The solution, according to Mr. Winfield, presents a compromise. If customers wish to linger and talk, they are free to do so–in a manner of speaking–and the restaurant gets partial compensation for any lost revenue. “We feel this is a more civilized approach to patron turnover than the usual method: making the restaurant so loud that it’s impossible to hold a conversation and patrons get a headache if they stay too long.”
Reaction to the move has been mixed.
“I can’t believe they’re trying to charge us just for the privilege of occupying one of their tables,” said Penny C. Wise, a first-time client, in response to news. “This is the last time I come here–I don’t care how long it takes to get a table at the other restaurants.”
“I suppose it makes sense,” said Unger E. Pallitt, a frequent customer of the bistro. “We meter the parking to make sure people don’t camp out in the prime spots all day.
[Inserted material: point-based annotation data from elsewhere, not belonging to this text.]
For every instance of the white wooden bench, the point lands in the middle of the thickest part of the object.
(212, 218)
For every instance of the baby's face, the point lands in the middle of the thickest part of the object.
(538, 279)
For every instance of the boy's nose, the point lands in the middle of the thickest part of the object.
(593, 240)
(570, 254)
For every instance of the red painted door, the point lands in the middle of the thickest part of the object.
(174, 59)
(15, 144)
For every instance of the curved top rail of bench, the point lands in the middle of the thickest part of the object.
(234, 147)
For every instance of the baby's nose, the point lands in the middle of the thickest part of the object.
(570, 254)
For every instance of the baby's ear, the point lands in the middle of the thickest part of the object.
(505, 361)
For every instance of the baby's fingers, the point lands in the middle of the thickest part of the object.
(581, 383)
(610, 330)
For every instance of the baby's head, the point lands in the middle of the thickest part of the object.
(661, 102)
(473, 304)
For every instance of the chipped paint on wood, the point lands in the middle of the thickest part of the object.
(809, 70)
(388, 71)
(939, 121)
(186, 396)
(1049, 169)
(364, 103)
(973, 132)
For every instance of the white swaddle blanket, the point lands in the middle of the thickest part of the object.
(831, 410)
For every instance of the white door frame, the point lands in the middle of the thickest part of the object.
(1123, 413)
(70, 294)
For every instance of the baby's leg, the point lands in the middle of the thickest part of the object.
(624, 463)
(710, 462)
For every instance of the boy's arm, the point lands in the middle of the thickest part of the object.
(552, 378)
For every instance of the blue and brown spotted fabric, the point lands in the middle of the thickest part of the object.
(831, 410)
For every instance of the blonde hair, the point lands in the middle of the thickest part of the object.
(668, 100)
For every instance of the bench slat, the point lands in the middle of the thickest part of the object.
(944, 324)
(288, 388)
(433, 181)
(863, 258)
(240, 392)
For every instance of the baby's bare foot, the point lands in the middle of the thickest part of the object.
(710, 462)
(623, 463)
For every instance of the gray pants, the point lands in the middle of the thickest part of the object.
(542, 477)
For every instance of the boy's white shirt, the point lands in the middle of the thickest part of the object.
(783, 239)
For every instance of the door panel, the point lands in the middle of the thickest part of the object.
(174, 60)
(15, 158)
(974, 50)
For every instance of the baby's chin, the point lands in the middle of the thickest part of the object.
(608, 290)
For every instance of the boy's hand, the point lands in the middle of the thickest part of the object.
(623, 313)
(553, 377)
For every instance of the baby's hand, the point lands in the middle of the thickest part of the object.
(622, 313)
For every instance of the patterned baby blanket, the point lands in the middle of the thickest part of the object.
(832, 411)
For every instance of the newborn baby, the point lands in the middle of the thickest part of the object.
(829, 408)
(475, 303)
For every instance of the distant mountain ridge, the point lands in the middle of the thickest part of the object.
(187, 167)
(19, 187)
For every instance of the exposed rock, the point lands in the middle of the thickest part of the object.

Why not the tables?”
This is not to say that the restaurant has nothing to offer those conscious of the cost of time. “We are always happy for patrons to order online,” said Mr. Winfield of The Ticking Clock. “That way as soon as they’re seated we can start their orders. That’s especially helpful on our ‘Repondez’ Seafood Plate. It’s always good to call ahead for that, anyway.”
If successful, the trial may be extended to Mr. Winfield’s other restaurant venture, The Nose and Grindstone, a lunch counter primarily serving downtown office workers.